Irena Gao, Percy Liang, Carlos Guestrin
TL;DR
This work formalizes auditing black-box LLM inference as Model Equality Testing, recasting it as a two-sample distribution test between a reference $P$ and an API distribution $Q$. It shows that kernel-based MMD tests, particularly with a fast Hamming-based string kernel, provide strong power with small sample sizes (e.g., ~10 samples per prompt) across various distortions, including quantization, watermarking, and finetuning. The authors validate the approach on multiple Llama-model endpoints, flagging 11 of 31 endpoints as deviant from reference weights, and characterize inter-model distances and task-accuracy relationships. They also release open-source tooling and a dataset to enable reproducible API auditing, offering a practical pathway for users to assess API faithfulness and stability over time. The work has significant implications for reproducibility, transparency, and governance in AI deployment, motivating further methodological improvements and broader modality extensions.
Abstract
Users often interact with large language models through black-box inference APIs, both for closed- and open-weight models (e.g., Llama models are popularly accessed via Amazon Bedrock and Azure AI Studio).

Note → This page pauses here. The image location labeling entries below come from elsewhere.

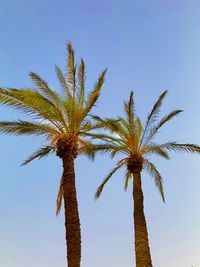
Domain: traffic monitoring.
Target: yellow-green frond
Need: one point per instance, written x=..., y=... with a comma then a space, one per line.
x=40, y=153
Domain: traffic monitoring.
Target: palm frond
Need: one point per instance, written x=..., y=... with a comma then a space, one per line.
x=153, y=115
x=128, y=176
x=151, y=169
x=155, y=149
x=32, y=103
x=63, y=82
x=94, y=94
x=40, y=153
x=173, y=146
x=81, y=80
x=129, y=109
x=163, y=121
x=59, y=197
x=101, y=187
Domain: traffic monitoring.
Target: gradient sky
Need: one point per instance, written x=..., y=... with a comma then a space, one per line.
x=147, y=46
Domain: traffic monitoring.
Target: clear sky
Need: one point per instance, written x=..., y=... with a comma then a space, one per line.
x=147, y=46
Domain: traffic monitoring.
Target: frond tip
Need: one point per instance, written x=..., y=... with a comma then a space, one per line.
x=151, y=169
x=40, y=153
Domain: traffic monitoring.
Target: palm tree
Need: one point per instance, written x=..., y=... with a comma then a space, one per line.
x=129, y=138
x=63, y=120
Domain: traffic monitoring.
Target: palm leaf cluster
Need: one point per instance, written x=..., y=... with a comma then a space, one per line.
x=55, y=115
x=129, y=137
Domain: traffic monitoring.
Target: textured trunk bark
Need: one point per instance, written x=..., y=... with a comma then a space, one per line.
x=142, y=249
x=72, y=221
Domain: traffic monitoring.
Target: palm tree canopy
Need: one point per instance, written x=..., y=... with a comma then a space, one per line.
x=129, y=137
x=55, y=116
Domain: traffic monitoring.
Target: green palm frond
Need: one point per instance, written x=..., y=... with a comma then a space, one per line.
x=153, y=115
x=128, y=176
x=63, y=82
x=43, y=86
x=81, y=80
x=94, y=94
x=52, y=96
x=129, y=109
x=163, y=121
x=59, y=197
x=101, y=187
x=90, y=150
x=27, y=128
x=151, y=169
x=104, y=137
x=40, y=153
x=173, y=146
x=155, y=149
x=31, y=102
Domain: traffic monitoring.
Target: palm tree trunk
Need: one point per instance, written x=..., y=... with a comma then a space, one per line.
x=142, y=249
x=72, y=221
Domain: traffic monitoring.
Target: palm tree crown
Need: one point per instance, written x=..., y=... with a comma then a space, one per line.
x=61, y=118
x=128, y=137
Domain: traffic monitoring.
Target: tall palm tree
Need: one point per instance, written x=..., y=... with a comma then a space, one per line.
x=63, y=120
x=129, y=138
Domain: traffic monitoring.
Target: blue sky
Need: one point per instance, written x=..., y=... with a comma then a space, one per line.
x=147, y=46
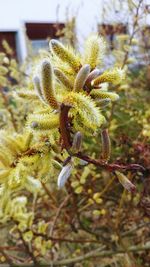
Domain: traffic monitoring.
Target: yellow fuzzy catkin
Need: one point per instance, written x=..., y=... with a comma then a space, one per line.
x=65, y=54
x=95, y=93
x=81, y=77
x=4, y=174
x=113, y=76
x=12, y=144
x=3, y=70
x=48, y=91
x=84, y=107
x=94, y=50
x=63, y=79
x=37, y=88
x=4, y=159
x=43, y=121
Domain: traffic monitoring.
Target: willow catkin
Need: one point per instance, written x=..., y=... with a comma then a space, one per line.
x=113, y=76
x=100, y=94
x=63, y=79
x=93, y=74
x=81, y=78
x=37, y=88
x=48, y=90
x=106, y=145
x=77, y=142
x=43, y=121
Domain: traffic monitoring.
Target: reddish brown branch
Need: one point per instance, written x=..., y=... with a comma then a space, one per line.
x=63, y=125
x=110, y=167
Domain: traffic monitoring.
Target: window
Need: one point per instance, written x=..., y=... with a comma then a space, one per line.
x=10, y=38
x=40, y=33
x=111, y=31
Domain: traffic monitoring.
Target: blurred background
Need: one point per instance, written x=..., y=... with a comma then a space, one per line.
x=38, y=21
x=39, y=222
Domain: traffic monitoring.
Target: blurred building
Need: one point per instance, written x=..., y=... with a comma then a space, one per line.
x=42, y=19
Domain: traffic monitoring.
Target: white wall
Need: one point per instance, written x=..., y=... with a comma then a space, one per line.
x=14, y=13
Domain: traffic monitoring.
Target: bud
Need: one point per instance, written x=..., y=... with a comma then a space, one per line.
x=81, y=77
x=106, y=145
x=77, y=142
x=48, y=91
x=93, y=75
x=102, y=103
x=95, y=93
x=125, y=182
x=113, y=76
x=64, y=175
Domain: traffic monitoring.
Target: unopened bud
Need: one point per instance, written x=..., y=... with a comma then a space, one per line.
x=125, y=182
x=64, y=175
x=77, y=142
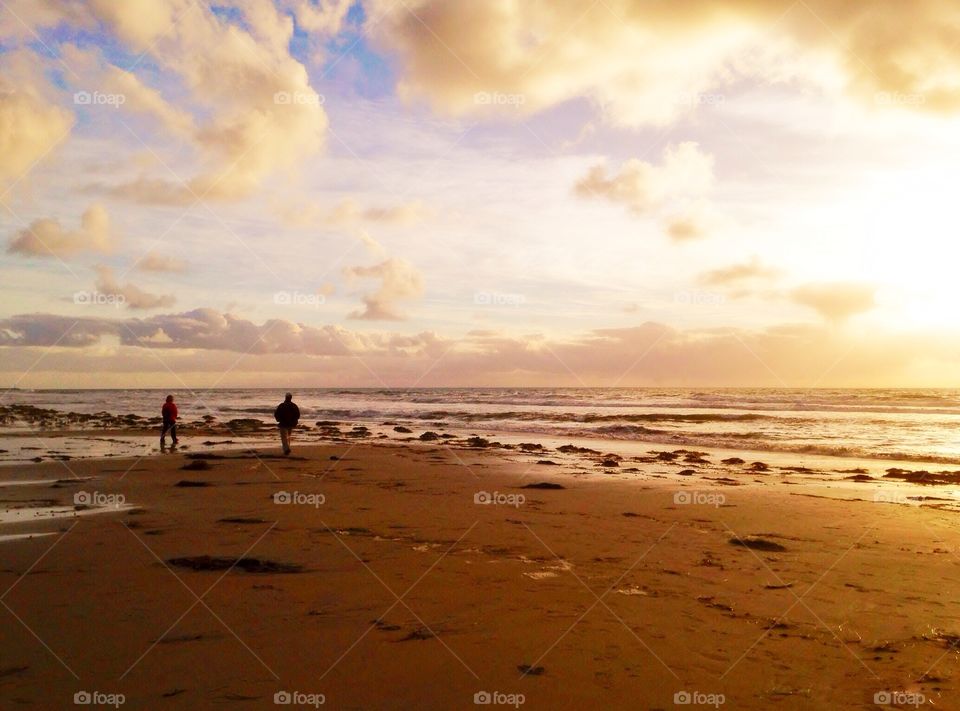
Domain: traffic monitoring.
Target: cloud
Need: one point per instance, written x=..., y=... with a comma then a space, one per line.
x=205, y=329
x=350, y=212
x=672, y=190
x=256, y=113
x=399, y=281
x=836, y=301
x=405, y=214
x=644, y=63
x=327, y=17
x=30, y=127
x=737, y=273
x=154, y=262
x=47, y=237
x=776, y=356
x=133, y=296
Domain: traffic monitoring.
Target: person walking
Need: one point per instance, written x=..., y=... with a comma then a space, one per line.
x=169, y=413
x=287, y=417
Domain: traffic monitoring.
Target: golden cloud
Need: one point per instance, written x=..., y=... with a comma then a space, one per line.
x=650, y=62
x=47, y=237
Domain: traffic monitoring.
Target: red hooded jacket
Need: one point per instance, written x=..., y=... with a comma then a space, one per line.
x=169, y=412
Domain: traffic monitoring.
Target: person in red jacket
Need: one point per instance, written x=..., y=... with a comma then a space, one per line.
x=169, y=413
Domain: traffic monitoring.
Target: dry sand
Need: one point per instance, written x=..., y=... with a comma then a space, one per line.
x=383, y=584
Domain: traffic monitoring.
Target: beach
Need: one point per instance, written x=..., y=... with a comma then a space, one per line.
x=448, y=573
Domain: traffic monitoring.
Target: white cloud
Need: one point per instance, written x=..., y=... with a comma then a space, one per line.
x=47, y=237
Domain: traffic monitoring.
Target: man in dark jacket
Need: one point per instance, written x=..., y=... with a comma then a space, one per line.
x=287, y=417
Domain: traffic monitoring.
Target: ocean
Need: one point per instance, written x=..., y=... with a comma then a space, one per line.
x=905, y=425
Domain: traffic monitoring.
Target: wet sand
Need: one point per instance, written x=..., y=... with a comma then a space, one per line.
x=376, y=576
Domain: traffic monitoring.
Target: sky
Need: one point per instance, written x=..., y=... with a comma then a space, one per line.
x=399, y=193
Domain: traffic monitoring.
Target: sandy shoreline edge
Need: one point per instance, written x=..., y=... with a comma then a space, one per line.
x=421, y=575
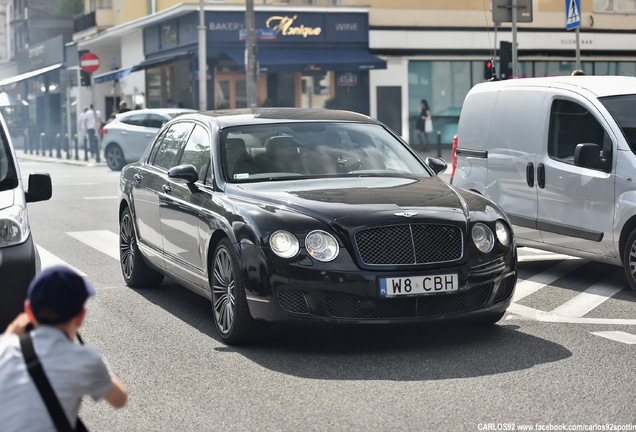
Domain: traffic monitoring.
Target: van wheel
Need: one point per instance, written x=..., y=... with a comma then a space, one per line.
x=629, y=260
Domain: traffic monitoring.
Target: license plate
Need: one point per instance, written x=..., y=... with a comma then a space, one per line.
x=418, y=285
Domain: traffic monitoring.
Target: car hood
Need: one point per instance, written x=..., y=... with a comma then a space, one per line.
x=351, y=201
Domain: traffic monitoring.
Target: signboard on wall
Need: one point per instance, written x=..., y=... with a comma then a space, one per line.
x=502, y=10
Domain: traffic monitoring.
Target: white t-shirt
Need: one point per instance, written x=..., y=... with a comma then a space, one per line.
x=73, y=371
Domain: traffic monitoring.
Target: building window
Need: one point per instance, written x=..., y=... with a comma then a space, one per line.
x=617, y=6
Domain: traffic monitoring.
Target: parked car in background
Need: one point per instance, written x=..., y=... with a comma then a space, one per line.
x=126, y=137
x=19, y=259
x=320, y=216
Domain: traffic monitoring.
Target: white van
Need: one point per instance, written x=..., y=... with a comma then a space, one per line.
x=559, y=155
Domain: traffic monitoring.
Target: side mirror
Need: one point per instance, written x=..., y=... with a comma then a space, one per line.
x=39, y=188
x=186, y=172
x=438, y=165
x=587, y=155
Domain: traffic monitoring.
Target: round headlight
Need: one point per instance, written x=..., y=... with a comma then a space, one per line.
x=483, y=237
x=284, y=244
x=322, y=246
x=502, y=233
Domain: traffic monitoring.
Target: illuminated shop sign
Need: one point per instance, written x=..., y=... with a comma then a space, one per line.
x=291, y=27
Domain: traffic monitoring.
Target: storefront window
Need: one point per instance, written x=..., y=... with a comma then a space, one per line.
x=316, y=89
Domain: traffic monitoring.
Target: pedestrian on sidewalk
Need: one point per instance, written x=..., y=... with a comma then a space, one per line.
x=55, y=309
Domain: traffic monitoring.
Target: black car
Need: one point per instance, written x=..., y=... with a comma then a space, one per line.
x=19, y=259
x=288, y=214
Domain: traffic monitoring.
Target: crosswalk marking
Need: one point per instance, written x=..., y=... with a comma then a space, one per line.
x=546, y=277
x=592, y=297
x=104, y=241
x=47, y=259
x=618, y=336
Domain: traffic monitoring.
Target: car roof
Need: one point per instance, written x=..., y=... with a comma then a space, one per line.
x=243, y=116
x=599, y=85
x=160, y=111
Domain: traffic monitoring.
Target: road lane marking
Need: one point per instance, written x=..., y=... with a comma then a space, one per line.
x=47, y=259
x=592, y=297
x=618, y=336
x=546, y=277
x=104, y=241
x=538, y=315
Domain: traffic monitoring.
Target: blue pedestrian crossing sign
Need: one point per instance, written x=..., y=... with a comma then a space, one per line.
x=572, y=14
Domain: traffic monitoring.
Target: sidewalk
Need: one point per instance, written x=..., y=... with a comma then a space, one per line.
x=44, y=157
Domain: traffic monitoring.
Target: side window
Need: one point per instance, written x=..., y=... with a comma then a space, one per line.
x=135, y=120
x=154, y=120
x=197, y=151
x=167, y=149
x=572, y=124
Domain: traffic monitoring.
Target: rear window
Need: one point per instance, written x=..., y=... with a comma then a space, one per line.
x=622, y=109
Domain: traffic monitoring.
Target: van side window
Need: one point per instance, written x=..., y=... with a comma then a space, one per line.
x=572, y=124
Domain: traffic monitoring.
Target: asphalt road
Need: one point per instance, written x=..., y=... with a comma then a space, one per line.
x=540, y=366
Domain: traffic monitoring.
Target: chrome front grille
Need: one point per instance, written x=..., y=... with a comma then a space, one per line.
x=410, y=244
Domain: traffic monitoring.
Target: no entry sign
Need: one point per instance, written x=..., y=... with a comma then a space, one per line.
x=89, y=62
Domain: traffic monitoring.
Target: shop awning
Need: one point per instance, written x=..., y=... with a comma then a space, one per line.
x=159, y=61
x=282, y=60
x=112, y=75
x=31, y=74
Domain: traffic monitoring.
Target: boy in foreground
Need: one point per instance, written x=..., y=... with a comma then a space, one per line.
x=55, y=308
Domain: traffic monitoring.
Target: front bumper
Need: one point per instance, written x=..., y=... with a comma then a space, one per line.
x=18, y=265
x=316, y=295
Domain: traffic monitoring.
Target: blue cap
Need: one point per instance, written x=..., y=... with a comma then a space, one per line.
x=58, y=294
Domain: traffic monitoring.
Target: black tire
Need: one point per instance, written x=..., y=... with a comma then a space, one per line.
x=629, y=260
x=136, y=272
x=232, y=317
x=114, y=157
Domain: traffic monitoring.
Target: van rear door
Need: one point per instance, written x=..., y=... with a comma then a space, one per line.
x=576, y=204
x=518, y=130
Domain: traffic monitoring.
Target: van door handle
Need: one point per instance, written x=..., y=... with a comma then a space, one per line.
x=541, y=176
x=530, y=174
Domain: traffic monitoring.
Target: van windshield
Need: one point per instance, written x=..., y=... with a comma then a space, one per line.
x=8, y=175
x=623, y=109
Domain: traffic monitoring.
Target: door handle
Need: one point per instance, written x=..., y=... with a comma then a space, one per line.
x=541, y=176
x=530, y=174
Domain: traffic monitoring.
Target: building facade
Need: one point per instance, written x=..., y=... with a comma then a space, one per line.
x=379, y=57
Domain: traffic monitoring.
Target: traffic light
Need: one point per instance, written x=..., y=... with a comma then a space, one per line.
x=85, y=78
x=489, y=70
x=505, y=59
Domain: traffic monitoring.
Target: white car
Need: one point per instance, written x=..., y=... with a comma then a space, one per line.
x=126, y=137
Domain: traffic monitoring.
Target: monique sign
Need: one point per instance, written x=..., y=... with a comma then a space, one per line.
x=284, y=25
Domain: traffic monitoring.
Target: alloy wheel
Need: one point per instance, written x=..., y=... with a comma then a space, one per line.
x=223, y=291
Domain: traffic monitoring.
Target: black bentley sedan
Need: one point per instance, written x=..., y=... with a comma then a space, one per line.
x=325, y=216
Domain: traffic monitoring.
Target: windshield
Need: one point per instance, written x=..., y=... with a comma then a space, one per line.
x=310, y=150
x=8, y=175
x=623, y=109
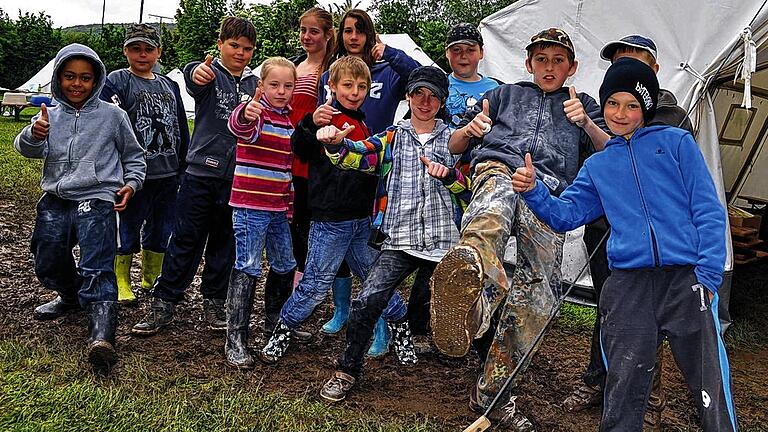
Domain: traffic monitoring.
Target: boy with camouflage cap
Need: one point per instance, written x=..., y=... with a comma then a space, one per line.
x=469, y=284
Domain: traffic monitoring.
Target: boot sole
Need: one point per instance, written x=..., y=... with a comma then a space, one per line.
x=102, y=355
x=456, y=283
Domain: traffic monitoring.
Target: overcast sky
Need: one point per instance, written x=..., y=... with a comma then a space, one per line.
x=65, y=13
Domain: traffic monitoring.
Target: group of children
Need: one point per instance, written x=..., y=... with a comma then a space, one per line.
x=304, y=162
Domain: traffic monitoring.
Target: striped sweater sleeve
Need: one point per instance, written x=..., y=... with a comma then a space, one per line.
x=244, y=130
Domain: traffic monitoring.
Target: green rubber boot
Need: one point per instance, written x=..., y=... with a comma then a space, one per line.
x=151, y=265
x=123, y=273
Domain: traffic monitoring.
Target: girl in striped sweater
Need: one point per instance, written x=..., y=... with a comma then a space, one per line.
x=262, y=197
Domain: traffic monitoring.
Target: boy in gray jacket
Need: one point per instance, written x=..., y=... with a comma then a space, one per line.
x=92, y=166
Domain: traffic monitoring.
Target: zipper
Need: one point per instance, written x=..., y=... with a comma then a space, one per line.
x=538, y=125
x=656, y=260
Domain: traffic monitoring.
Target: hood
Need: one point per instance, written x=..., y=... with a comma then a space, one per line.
x=77, y=50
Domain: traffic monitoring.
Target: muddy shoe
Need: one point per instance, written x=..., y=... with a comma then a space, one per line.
x=55, y=308
x=160, y=315
x=403, y=344
x=336, y=388
x=584, y=397
x=215, y=314
x=456, y=285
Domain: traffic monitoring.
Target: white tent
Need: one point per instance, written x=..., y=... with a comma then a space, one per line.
x=700, y=49
x=41, y=81
x=187, y=100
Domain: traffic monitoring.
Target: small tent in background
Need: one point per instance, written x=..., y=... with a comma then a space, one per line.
x=189, y=103
x=701, y=49
x=41, y=81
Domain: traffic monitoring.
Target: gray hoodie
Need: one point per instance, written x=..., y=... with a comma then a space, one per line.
x=89, y=153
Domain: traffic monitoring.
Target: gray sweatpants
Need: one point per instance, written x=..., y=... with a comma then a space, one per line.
x=638, y=307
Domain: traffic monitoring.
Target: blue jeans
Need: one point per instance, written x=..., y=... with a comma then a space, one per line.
x=59, y=226
x=330, y=243
x=255, y=229
x=154, y=207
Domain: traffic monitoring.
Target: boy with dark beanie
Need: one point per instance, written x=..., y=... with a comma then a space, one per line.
x=665, y=251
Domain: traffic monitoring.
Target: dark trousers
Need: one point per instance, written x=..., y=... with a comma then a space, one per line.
x=147, y=222
x=59, y=226
x=203, y=223
x=639, y=307
x=387, y=273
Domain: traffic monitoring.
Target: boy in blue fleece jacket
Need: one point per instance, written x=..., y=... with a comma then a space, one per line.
x=665, y=251
x=92, y=166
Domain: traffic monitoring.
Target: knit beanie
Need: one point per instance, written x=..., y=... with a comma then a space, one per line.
x=635, y=77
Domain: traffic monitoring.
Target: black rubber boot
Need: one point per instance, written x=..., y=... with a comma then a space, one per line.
x=239, y=305
x=277, y=290
x=102, y=325
x=55, y=308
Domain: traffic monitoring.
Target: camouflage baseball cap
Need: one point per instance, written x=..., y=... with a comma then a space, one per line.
x=141, y=33
x=552, y=35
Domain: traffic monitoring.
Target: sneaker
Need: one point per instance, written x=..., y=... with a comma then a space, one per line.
x=336, y=388
x=456, y=285
x=277, y=344
x=160, y=315
x=402, y=343
x=583, y=397
x=215, y=314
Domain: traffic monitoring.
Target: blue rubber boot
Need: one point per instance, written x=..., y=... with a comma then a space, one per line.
x=342, y=295
x=381, y=336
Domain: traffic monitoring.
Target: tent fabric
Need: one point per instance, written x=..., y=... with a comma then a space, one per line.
x=41, y=81
x=699, y=45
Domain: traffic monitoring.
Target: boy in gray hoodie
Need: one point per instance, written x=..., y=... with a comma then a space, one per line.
x=92, y=166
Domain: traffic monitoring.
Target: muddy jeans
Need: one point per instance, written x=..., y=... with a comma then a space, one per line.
x=494, y=212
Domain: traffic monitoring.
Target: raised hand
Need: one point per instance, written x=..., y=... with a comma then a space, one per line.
x=481, y=124
x=124, y=194
x=41, y=126
x=253, y=109
x=324, y=114
x=377, y=52
x=203, y=73
x=435, y=169
x=524, y=178
x=332, y=135
x=574, y=110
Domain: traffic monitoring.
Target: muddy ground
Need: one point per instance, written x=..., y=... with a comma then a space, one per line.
x=430, y=389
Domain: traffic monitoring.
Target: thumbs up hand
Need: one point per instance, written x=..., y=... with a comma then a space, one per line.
x=332, y=135
x=524, y=178
x=324, y=114
x=574, y=110
x=41, y=126
x=481, y=124
x=435, y=169
x=203, y=73
x=253, y=109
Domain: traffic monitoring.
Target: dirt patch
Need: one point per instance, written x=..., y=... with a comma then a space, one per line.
x=431, y=388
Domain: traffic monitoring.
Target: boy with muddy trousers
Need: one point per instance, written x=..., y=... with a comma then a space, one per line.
x=203, y=215
x=665, y=251
x=153, y=104
x=92, y=166
x=470, y=284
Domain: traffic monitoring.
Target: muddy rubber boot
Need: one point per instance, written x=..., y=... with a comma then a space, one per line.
x=102, y=325
x=159, y=316
x=55, y=308
x=215, y=314
x=380, y=345
x=277, y=290
x=123, y=274
x=239, y=305
x=151, y=265
x=403, y=343
x=342, y=296
x=277, y=345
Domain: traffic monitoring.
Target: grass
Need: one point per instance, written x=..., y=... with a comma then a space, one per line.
x=49, y=388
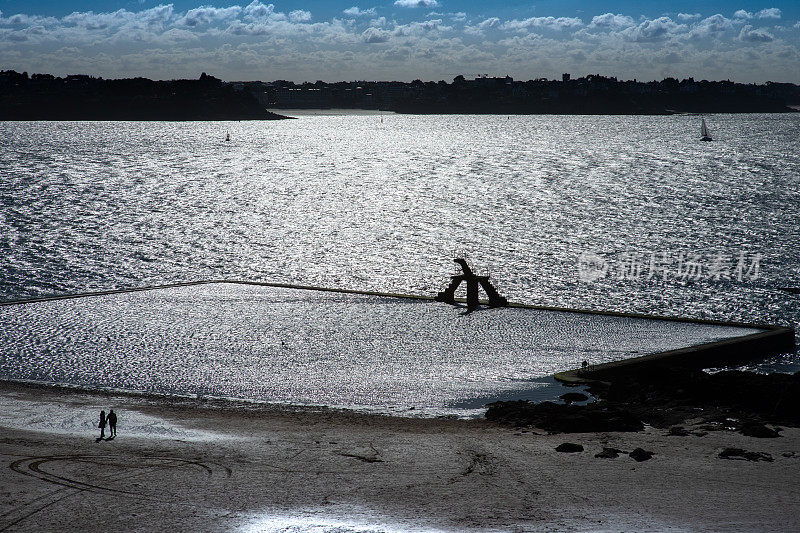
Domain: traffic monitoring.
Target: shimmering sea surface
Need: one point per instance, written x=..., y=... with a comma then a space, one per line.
x=677, y=226
x=308, y=347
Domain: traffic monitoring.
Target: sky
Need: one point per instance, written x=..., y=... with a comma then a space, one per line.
x=403, y=40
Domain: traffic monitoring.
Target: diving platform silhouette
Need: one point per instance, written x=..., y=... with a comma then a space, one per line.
x=473, y=282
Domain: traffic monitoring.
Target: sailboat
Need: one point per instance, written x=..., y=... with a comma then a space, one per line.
x=704, y=135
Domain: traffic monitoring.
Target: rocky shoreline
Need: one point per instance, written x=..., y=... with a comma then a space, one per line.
x=746, y=402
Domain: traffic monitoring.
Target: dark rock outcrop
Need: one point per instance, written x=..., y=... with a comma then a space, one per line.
x=754, y=429
x=677, y=431
x=570, y=397
x=640, y=455
x=558, y=418
x=608, y=453
x=569, y=447
x=738, y=453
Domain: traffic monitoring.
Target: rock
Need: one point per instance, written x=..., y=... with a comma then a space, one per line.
x=560, y=418
x=677, y=431
x=754, y=429
x=569, y=447
x=570, y=397
x=608, y=453
x=640, y=455
x=738, y=453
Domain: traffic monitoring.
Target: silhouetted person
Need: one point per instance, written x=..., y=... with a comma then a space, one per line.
x=102, y=425
x=112, y=424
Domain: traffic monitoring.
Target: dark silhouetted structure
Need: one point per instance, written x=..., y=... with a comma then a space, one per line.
x=102, y=426
x=473, y=280
x=112, y=424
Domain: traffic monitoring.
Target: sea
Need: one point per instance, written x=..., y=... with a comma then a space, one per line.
x=615, y=213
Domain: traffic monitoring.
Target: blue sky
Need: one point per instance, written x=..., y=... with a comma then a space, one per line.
x=403, y=39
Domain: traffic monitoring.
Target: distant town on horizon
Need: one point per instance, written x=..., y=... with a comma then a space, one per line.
x=84, y=97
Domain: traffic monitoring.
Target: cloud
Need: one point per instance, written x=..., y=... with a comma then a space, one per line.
x=258, y=11
x=552, y=23
x=375, y=35
x=769, y=13
x=416, y=3
x=358, y=12
x=492, y=22
x=712, y=25
x=610, y=20
x=652, y=30
x=300, y=16
x=255, y=40
x=208, y=15
x=751, y=35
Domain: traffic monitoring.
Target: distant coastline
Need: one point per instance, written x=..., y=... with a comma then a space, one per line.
x=81, y=97
x=45, y=97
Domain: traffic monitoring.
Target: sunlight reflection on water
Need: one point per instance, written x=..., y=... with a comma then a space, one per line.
x=348, y=201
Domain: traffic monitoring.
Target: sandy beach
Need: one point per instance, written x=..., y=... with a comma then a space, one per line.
x=187, y=465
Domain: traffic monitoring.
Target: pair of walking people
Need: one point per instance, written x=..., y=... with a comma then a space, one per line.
x=111, y=420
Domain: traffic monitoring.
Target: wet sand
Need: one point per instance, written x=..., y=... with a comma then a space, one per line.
x=188, y=465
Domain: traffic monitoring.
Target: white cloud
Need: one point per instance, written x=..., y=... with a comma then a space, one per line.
x=208, y=15
x=552, y=23
x=769, y=13
x=492, y=22
x=358, y=12
x=258, y=42
x=416, y=3
x=712, y=25
x=652, y=30
x=300, y=16
x=752, y=35
x=610, y=20
x=375, y=35
x=258, y=11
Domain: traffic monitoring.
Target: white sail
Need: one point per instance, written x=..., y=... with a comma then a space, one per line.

In order to cut costs or add functionality, API providers may quantize, watermark, or finetune the underlying model, changing the output distribution -- possibly without notifying users. We formalize detecting such distortions as Model Equality Testing, a two-sample testing problem, where the user collects samples from the API and a reference distribution and conducts a statistical test to see if the two distributions are the same. We find that tests based on the Maximum Mean Discrepancy between distributions are powerful for this task: a test built on a simple string kernel achieves a median of 77.4% power against a range of distortions, using an average of just 10 samples per prompt. We then apply this test to commercial inference APIs from Summer 2024 for four Llama models, finding that 11 out of 31 endpoints serve different distributions than reference weights released by Meta.